Display cell best practices:

  • Put at end of logical sections
  • Show key objects after loading (SourceSet, RecordSet, CaseSet, AIDataSet)
  • Display DataFrames: df.head(), df.describe(), df.info()
  • Display object summaries: my_object shows __repr__
  • Use for exploratory output, not just analysis
  • Combine with print() for narrative explanations

Examples:

python
# Load and display
my_set = MySet.load_asset(path=name, SPACE=SPACE)
my_set  # ← Shows: <MySet: name, stats>

# Show data
df = my_set.some_dataframe
df.head()  # ← Shows first 5 rows beautifully formatted
df.describe()  # ← Shows statistics

# Access individual items
patient = human_set[0]
patient  # ← Shows: <Patient: id, data>

Note: The actual implementation can vary - this is just the general pattern to follow. See existing scripts like 0-convert-Result-to-model-task-instance-score.py for full examples.

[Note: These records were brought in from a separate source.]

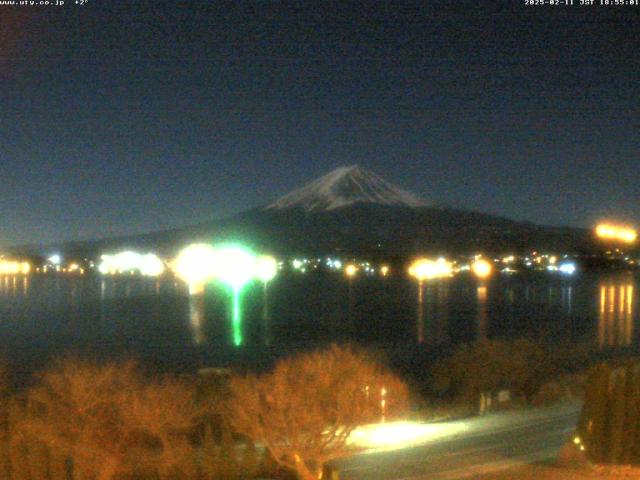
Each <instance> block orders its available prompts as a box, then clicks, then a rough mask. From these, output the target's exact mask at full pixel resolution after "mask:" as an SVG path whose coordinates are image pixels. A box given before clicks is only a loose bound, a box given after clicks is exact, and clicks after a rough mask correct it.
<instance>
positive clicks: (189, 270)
mask: <svg viewBox="0 0 640 480" xmlns="http://www.w3.org/2000/svg"><path fill="white" fill-rule="evenodd" d="M216 260H217V254H216V251H215V250H214V249H213V248H212V247H211V246H209V245H207V244H204V243H194V244H191V245H189V246H188V247H186V248H184V249H183V250H182V251H181V252H180V253H179V254H178V257H177V258H176V259H175V260H174V262H173V264H172V267H173V271H174V272H175V273H176V275H178V277H180V278H181V279H182V280H184V281H185V282H186V283H187V284H188V285H189V290H190V292H191V293H195V292H196V291H200V290H202V289H203V288H204V284H205V283H206V282H208V281H209V280H211V279H213V277H214V276H215V275H216Z"/></svg>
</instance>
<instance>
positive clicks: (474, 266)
mask: <svg viewBox="0 0 640 480" xmlns="http://www.w3.org/2000/svg"><path fill="white" fill-rule="evenodd" d="M492 270H493V267H492V265H491V263H489V262H488V261H487V260H483V259H481V258H480V259H478V260H476V261H475V262H473V264H471V271H472V272H473V273H474V274H475V275H476V276H477V277H478V278H487V277H488V276H489V275H491V271H492Z"/></svg>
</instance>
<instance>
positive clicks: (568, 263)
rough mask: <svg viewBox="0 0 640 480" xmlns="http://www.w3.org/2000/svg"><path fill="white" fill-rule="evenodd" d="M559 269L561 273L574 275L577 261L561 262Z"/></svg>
mask: <svg viewBox="0 0 640 480" xmlns="http://www.w3.org/2000/svg"><path fill="white" fill-rule="evenodd" d="M558 271H559V272H560V273H563V274H565V275H573V274H574V273H575V271H576V264H575V263H570V262H566V263H561V264H560V265H559V266H558Z"/></svg>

Stage 2: Notebook Conversion

Finding the Conversion Script:

The conversion script can be in multiple locations. Check in this order:

  1. Path from config: 1-config.yamlconvert_to_notebooks_script
  2. code/scripts/convert_to_notebooks.py
  3. evaluation/notebooks/convert_to_notebooks.py (current project)
  4. notebooks/convert_to_notebooks.py

Automatic Conversion:

Add to end of script (optional):

python
# %% Auto-convert to notebook (optional)
if __name__ == '__main__':
    import subprocess
    import sys

    try:
        # Check multiple possible locations for conversion script
        conv_script = config.get('convert_to_notebooks_script')

        # Try locations in order of preference
        possible_locations = []
        if conv_script:
            possible_locations.append(repo_root / conv_script)

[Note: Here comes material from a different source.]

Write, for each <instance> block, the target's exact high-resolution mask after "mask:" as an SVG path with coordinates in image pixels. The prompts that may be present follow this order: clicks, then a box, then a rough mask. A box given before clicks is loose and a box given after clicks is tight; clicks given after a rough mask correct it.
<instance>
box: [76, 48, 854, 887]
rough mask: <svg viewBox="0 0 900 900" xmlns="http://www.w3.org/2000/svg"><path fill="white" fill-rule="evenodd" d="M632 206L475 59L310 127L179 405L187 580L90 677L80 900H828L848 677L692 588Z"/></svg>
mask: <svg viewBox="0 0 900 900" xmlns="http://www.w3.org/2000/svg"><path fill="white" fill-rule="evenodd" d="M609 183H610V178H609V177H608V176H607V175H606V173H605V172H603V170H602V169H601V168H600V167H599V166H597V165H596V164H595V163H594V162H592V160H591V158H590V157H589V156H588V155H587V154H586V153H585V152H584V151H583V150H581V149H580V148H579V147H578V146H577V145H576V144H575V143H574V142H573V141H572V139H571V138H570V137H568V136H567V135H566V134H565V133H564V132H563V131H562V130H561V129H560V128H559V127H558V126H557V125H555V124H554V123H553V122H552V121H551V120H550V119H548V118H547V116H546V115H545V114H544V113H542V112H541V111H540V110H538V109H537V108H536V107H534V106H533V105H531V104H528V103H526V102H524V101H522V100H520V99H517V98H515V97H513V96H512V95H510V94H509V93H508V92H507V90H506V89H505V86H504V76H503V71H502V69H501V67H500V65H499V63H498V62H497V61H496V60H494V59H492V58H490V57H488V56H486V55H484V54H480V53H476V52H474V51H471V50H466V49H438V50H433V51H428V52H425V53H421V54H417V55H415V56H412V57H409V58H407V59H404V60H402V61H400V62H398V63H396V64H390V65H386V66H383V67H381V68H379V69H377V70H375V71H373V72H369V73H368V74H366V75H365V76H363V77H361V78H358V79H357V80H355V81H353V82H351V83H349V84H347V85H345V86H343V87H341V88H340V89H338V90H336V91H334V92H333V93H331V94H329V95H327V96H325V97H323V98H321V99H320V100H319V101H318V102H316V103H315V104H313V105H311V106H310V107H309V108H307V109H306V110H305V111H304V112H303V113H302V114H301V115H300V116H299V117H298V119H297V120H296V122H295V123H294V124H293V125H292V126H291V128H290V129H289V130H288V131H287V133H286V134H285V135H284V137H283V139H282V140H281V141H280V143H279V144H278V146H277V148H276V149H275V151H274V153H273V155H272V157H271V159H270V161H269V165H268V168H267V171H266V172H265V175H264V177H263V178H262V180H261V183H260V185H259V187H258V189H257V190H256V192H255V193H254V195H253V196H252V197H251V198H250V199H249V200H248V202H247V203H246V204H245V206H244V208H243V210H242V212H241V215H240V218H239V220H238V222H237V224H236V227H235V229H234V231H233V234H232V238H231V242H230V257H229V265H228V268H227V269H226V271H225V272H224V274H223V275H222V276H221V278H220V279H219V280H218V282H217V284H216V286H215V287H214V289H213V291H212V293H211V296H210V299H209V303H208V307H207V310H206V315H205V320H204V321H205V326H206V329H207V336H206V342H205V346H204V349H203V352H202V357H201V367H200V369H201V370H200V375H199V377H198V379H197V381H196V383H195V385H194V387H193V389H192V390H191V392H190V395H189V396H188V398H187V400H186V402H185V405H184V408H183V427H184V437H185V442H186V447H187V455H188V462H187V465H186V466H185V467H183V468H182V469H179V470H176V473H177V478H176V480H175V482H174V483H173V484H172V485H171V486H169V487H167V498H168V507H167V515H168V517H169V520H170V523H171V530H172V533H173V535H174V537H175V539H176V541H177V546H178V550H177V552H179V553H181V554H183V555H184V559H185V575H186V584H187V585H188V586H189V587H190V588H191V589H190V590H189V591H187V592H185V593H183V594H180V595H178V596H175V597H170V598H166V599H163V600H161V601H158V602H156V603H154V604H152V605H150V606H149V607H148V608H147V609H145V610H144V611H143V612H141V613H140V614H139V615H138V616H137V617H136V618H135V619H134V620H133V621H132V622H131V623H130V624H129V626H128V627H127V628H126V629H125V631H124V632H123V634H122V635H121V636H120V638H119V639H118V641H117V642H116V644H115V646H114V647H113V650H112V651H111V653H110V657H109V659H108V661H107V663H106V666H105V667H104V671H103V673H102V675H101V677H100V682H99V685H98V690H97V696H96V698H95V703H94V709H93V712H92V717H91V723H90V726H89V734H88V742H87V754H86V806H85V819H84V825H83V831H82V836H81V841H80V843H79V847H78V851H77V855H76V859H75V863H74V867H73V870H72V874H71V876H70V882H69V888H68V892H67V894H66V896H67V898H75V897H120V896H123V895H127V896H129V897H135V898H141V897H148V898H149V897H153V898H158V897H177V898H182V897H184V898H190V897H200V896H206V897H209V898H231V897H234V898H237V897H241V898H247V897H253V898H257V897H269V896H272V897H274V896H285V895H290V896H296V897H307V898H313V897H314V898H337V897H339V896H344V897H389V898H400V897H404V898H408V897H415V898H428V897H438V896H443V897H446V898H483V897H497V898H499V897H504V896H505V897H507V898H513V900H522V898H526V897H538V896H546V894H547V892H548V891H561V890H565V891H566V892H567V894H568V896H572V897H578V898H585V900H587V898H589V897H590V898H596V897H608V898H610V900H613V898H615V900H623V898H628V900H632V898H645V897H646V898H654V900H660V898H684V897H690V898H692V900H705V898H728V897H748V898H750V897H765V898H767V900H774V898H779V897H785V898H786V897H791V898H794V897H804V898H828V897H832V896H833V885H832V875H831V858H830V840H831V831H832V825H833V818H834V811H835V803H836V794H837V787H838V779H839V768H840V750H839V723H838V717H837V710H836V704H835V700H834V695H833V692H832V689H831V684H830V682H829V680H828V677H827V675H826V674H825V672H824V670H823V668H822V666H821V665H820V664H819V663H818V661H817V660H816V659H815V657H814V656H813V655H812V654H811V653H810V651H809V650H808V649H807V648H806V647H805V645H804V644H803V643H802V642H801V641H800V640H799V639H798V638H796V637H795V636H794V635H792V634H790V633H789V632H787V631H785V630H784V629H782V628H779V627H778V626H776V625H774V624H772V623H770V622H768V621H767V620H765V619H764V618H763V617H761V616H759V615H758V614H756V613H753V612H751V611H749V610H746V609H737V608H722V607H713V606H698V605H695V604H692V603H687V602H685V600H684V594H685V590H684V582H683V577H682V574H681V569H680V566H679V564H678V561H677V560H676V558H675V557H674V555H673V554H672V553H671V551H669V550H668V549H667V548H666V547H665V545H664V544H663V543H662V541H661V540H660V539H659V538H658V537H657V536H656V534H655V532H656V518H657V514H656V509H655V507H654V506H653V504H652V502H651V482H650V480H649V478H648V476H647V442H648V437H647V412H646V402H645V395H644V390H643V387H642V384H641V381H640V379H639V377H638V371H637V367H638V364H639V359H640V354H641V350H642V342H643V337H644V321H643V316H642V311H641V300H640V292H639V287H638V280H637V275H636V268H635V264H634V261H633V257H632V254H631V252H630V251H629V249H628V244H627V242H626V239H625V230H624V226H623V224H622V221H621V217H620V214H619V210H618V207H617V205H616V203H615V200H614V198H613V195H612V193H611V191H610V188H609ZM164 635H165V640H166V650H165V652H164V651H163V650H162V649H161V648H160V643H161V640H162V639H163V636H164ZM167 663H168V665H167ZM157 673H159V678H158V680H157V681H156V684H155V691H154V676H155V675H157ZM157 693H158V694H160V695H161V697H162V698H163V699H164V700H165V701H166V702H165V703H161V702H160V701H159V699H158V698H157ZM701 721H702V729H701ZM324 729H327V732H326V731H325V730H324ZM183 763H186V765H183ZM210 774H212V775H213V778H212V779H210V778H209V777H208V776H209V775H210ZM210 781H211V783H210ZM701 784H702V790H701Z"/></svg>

        # Common locations to check
        possible_locations.extend([
            repo_root / 'code' / 'scripts' / 'convert_to_notebooks.py',
            repo_root / 'evaluation' / 'notebooks' / 'convert_to_notebooks.py',
            repo_root / 'notebooks' / 'convert_to_notebooks.py',
        ])

        # Find first existing script
        conv_path = None
        for loc in possible_locations:
            if loc.exists():
                conv_path = loc.resolve()
                break

        if conv_path:
            this_script = Path(__file__).resolve()
            nb_dir = conv_path.parent
            ipynb_path = nb_dir / (this_script.stem + '.ipynb')

            subprocess.run([
                sys.executable, str(conv_path),
                str(this_script), '-o', str(ipynb_path)
            ], check=True)

            print(f"\n✓ Notebook created: {ipynb_path}")
            print(f"   Using converter: {conv_path.relative_to(repo_root)}")
        else:
            print(f"\nInfo: No conversion script found, skipping notebook generation")
    except Exception as e:
        print(f"\nWarning: Notebook conversion failed: {e}")

Manual Conversion:

bash
# Find conversion script (check multiple locations)
# Location 1: code/scripts/convert_to_notebooks.py
# Location 2: evaluation/notebooks/convert_to_notebooks.py  (this project)
# Location 3: notebooks/convert_to_notebooks.py

# Convert single script to notebook
python evaluation/notebooks/convert_to_notebooks.py evaluation/scripts/1-topic.py

# Or if located elsewhere:
python code/scripts/convert_to_notebooks.py evaluation/scripts/1-topic.py

# Convert all scripts
python evaluation/notebooks/convert_to_notebooks.py evaluation/scripts/

# Specify output location
python evaluation/notebooks/convert_to_notebooks.py \
    evaluation/scripts/1-topic.py \
    -o evaluation/notebooks/1-topic.ipynb

Verify Notebook Works:

bash
# Open in Jupyter
jupyter notebook evaluation/notebooks/1-topic.ipynb

# Or run all cells from command line
jupyter nbconvert --to notebook --execute \
    evaluation/notebooks/1-topic.ipynb \
    --output 1-topic.ipynb

Stage 3: Markdown Conversion

Convert notebook to full markdown with outputs:

bash
# Convert single notebook
jupyter nbconvert --to markdown \
    evaluation/notebooks/1-topic.ipynb \
    --output-dir evaluation/markdowns

# Convert all notebooks
for nb in evaluation/notebooks/*.ipynb; do
    jupyter nbconvert --to markdown "$nb" \
        --output-dir evaluation/markdowns
done

# With embedded images (base64)
jupyter nbconvert --to markdown \
    --ExtractOutputPreprocessor.enabled=False \
    evaluation/notebooks/1-topic.ipynb \
    --output-dir evaluation/markdowns

Result: evaluation/markdowns/1-topic.md

  • Contains all code cells
  • Contains all outputs (text, tables)
  • Contains embedded images (or references)
  • Same structure as notebook

Configuration Option:

Add to 1-config.yaml:

yaml
auto_convert_to_markdown: true
markdown_output_dir: evaluation/markdowns

Stage 4: Documentation Markdown (ASCII Workflow Diagrams)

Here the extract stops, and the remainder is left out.